You totally made me cry just now, you naughty woman! Holy moly Debby.

And Cara? I am with you, girl... we all want guarantees your ma will be around for a long while. There is a song about it. It goes: "You can't always get what you want".
Hugs
BB

Mrs. Spit said...

Takes your breathe away. I became a woman that first night I sat by my mother's bed, willing her to live.

MuseSwings said...

So beautifully said! Everything.

Stop by - I'm having a little party at my place and saved a special seat for you.

Pam said...

Oh my, you started my day with a welling up of my eyes. What a beautiful conversation you had with Cara.

I was really touched. Facing all the possible realities of life is difficult for young adults who are still tethered to the invincible, happily-ever-after life stage.

I lost my father in my twenties, my mother a few short years later. The shock of that reality was, for me, life altering as well as life changing. I wasn't prepared; my family was in total denial; I nearly lost my way.

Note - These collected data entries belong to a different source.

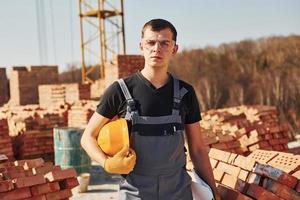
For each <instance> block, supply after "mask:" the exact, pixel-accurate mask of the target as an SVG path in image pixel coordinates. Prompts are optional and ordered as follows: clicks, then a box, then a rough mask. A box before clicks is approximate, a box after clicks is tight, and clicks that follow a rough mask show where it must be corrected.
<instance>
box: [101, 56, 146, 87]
mask: <svg viewBox="0 0 300 200" xmlns="http://www.w3.org/2000/svg"><path fill="white" fill-rule="evenodd" d="M144 63H145V59H144V57H143V56H140V55H117V56H116V57H115V58H114V59H113V60H112V61H111V62H110V63H107V64H106V66H105V87H108V86H109V85H110V84H111V83H113V82H114V81H116V80H117V79H119V78H124V77H127V76H129V75H131V74H133V73H135V72H137V71H138V70H141V69H143V67H144Z"/></svg>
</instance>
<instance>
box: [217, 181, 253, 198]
mask: <svg viewBox="0 0 300 200" xmlns="http://www.w3.org/2000/svg"><path fill="white" fill-rule="evenodd" d="M217 189H218V192H219V194H220V196H221V198H222V199H224V200H251V199H252V198H250V197H247V196H245V195H243V194H241V193H240V192H238V191H236V190H233V189H231V188H228V187H226V186H223V185H218V187H217Z"/></svg>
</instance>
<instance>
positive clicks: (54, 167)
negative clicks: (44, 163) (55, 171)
mask: <svg viewBox="0 0 300 200" xmlns="http://www.w3.org/2000/svg"><path fill="white" fill-rule="evenodd" d="M54 170H61V168H60V166H59V165H57V166H51V165H49V166H47V165H45V166H41V167H34V168H32V172H33V174H46V173H48V172H50V171H54Z"/></svg>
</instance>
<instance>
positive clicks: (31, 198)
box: [24, 195, 47, 200]
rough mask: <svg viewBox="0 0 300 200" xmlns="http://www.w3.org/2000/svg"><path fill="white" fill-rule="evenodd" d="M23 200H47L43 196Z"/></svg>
mask: <svg viewBox="0 0 300 200" xmlns="http://www.w3.org/2000/svg"><path fill="white" fill-rule="evenodd" d="M24 200H47V199H46V196H45V195H39V196H33V197H30V198H27V199H24Z"/></svg>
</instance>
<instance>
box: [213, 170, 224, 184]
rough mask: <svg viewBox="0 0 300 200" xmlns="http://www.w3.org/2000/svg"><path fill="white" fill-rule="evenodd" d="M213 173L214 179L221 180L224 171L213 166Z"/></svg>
mask: <svg viewBox="0 0 300 200" xmlns="http://www.w3.org/2000/svg"><path fill="white" fill-rule="evenodd" d="M213 174H214V178H215V180H216V181H219V182H221V180H222V178H223V176H224V174H225V172H224V171H222V170H220V169H218V168H215V169H213Z"/></svg>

(((HUGS)) to you both. Cara is lucky to have you for a mom.

Lydia said...

Well, thanks for a wonderful post. I can see my mom and I having a similar conversation. She is well, but she is 74, and I know I won't have the rest of my days with her.

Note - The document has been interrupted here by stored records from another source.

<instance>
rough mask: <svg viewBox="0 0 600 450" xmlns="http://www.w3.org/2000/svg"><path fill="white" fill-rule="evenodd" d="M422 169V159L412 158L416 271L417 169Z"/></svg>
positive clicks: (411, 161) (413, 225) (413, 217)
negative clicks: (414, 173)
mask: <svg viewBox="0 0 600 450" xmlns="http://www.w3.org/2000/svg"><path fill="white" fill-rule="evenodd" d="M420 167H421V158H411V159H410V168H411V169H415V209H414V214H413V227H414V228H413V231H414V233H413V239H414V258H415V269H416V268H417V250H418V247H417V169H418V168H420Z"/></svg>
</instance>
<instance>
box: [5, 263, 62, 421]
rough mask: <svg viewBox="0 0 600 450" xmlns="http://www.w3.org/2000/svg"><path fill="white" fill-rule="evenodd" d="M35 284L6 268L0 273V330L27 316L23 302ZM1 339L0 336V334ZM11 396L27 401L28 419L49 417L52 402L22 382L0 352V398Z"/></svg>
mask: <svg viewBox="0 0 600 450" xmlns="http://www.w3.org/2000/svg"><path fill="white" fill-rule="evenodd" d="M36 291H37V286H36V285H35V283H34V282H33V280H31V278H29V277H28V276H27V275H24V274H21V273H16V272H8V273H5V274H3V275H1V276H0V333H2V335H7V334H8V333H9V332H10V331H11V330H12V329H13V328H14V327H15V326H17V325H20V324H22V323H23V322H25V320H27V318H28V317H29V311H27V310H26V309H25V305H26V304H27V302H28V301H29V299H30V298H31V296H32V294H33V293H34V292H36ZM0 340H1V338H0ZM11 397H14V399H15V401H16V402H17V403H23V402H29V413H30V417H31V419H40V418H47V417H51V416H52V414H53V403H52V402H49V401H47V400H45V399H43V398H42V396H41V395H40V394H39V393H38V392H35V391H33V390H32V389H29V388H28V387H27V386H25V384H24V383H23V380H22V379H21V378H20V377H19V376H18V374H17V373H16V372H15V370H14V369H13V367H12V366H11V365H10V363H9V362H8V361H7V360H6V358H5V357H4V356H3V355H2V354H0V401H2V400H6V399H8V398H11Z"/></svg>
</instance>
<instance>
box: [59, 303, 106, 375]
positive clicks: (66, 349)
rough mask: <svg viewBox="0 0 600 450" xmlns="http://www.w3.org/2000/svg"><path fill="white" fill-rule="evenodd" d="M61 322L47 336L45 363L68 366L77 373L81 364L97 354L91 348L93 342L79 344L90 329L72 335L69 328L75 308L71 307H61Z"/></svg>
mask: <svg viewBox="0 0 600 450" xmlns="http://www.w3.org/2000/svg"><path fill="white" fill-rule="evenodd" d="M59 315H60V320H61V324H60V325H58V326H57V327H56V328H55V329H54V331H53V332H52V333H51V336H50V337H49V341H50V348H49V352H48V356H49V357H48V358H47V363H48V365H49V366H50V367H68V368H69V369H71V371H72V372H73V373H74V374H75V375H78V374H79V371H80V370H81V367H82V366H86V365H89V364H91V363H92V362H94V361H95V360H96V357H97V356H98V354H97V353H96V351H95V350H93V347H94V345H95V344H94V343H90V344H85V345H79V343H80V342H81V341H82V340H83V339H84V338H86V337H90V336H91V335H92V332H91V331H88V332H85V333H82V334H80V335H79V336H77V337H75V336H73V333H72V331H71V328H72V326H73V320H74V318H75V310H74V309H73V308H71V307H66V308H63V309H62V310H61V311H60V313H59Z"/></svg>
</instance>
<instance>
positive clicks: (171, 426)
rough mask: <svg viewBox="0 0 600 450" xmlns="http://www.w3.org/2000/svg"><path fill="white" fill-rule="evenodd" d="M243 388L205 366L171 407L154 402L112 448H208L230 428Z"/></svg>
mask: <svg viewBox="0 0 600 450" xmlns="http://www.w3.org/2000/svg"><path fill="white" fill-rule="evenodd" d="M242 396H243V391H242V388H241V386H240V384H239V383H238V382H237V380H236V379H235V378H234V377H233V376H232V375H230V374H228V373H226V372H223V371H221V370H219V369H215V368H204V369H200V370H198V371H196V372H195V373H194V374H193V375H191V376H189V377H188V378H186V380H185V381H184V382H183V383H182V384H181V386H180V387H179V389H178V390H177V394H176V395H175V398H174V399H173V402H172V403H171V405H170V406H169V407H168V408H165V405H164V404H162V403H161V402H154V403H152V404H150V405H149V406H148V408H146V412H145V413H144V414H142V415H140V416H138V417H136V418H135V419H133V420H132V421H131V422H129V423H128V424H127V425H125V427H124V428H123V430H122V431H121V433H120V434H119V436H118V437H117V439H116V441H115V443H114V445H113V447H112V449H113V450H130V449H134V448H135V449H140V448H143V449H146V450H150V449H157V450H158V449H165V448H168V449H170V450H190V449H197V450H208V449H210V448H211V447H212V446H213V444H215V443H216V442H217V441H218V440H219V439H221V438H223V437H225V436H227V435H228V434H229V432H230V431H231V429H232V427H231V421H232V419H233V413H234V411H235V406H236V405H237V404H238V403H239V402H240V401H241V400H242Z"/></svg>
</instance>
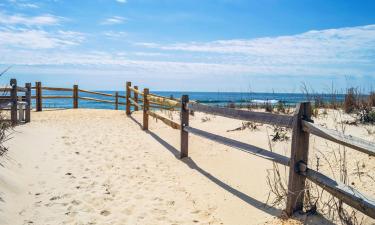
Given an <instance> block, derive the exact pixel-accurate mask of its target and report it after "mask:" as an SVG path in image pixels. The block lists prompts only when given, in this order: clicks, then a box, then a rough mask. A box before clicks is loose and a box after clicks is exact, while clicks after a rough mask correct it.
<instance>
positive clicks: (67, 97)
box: [42, 95, 73, 99]
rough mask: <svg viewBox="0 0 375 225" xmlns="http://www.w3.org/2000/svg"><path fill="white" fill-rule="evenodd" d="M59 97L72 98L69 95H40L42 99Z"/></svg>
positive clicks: (50, 98)
mask: <svg viewBox="0 0 375 225" xmlns="http://www.w3.org/2000/svg"><path fill="white" fill-rule="evenodd" d="M59 98H73V96H71V95H47V96H42V99H59Z"/></svg>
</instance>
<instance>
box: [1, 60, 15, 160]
mask: <svg viewBox="0 0 375 225" xmlns="http://www.w3.org/2000/svg"><path fill="white" fill-rule="evenodd" d="M10 68H11V67H8V68H6V69H5V70H4V71H2V72H1V73H0V76H2V75H3V74H5V73H6V72H7V71H8V70H9V69H10ZM0 95H1V96H3V97H4V96H7V95H8V92H7V91H3V92H2V93H1V94H0ZM11 128H12V124H11V123H10V122H9V121H6V120H5V118H4V114H3V109H0V157H2V156H4V155H5V153H6V152H7V150H8V149H7V148H6V147H5V146H4V142H5V141H6V140H7V139H8V135H7V131H8V130H9V129H11ZM0 165H1V166H2V164H1V163H0Z"/></svg>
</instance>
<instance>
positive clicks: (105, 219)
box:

Blessings to you both. Now I'm going to go put on my mascara again.

Kelly said...

I'm so glad you were able to have that conversation. So touching!!!

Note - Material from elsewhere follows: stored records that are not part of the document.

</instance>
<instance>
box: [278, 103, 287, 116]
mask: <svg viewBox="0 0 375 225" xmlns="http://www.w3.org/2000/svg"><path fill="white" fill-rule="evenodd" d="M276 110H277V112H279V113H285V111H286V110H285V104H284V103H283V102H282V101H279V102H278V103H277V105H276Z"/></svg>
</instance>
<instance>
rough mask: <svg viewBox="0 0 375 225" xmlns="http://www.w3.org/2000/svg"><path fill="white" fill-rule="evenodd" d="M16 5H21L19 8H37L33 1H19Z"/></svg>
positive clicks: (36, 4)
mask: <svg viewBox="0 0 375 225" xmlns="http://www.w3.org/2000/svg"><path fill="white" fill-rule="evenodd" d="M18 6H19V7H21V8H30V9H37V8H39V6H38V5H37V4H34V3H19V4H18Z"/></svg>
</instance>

I was 11 when my dad died, 17 when my mother died. I can understand Cara's concerns.

Be confident, live for today and trust God!

Mikey said...

Tough conversation to have. I remember ours, same kind of thing. You can't stop your life because of what might happen. Just remember to tell the ones you love that you love them, all the time.
We're looking at the end for my grandma. She's in the hospital with the stroke, still bleeding on the brain. They also found a mass of breast cancer in her remaining breast. At her age (90) they are opting not to treat it. She is bedridden at this point and we just have to see where it goes. But we are prepared, family came in from NV and CA today. Tough times, but family comes together and we have each other.
Cara is a smart capable girl. YOU have many years left and lots to do still. There's a horse out here with your name on it...hint hint

Roxanne said...

What a beautiful post. I remember my mother having the same conversation with me 5 years ago and now I need to have it with my daughter. Thank you for sharing.

Lavinia said...

Pass the kleenex!

Scotty said...

Way to go, Debby - a difficult moment handled well.

jeanie said...

Oh Deb - oh Cara - lots of hugs.

Lesley said...

Difficult conversation handled beautifully. There are no guarantees in this life. You have to just live life to it's fullest while we are on this wild ride. Tell your loved ones how much you love them now while you still can. Deb, you know Mom, and she's been beating this now for 25+ years. If she can do it, I know that WE can do it also!! I have an extra reason to beat this (on top of beating it for my kids' sakes), that reason is my Mom. She's already had to bury both of my brothers... one as just a baby, the other in a horrific trucking accident... so I am determined not to make her have to bury her last child. Life is definitely unfair at times, but we have to learn to roll with the punches and get in a couple good swings if given the opportunity. You are doing great with this fight and are beating it, and I know you'll continute to beat it.... as will I.... Just keep your fists up and ready to swing!! :) *Hugs* Deb
~Lesley~

A Novel Woman said...

Such a good mom. Such a good daughter. These are the moments we string together like pearls, and wear proudly and with love, over our hearts.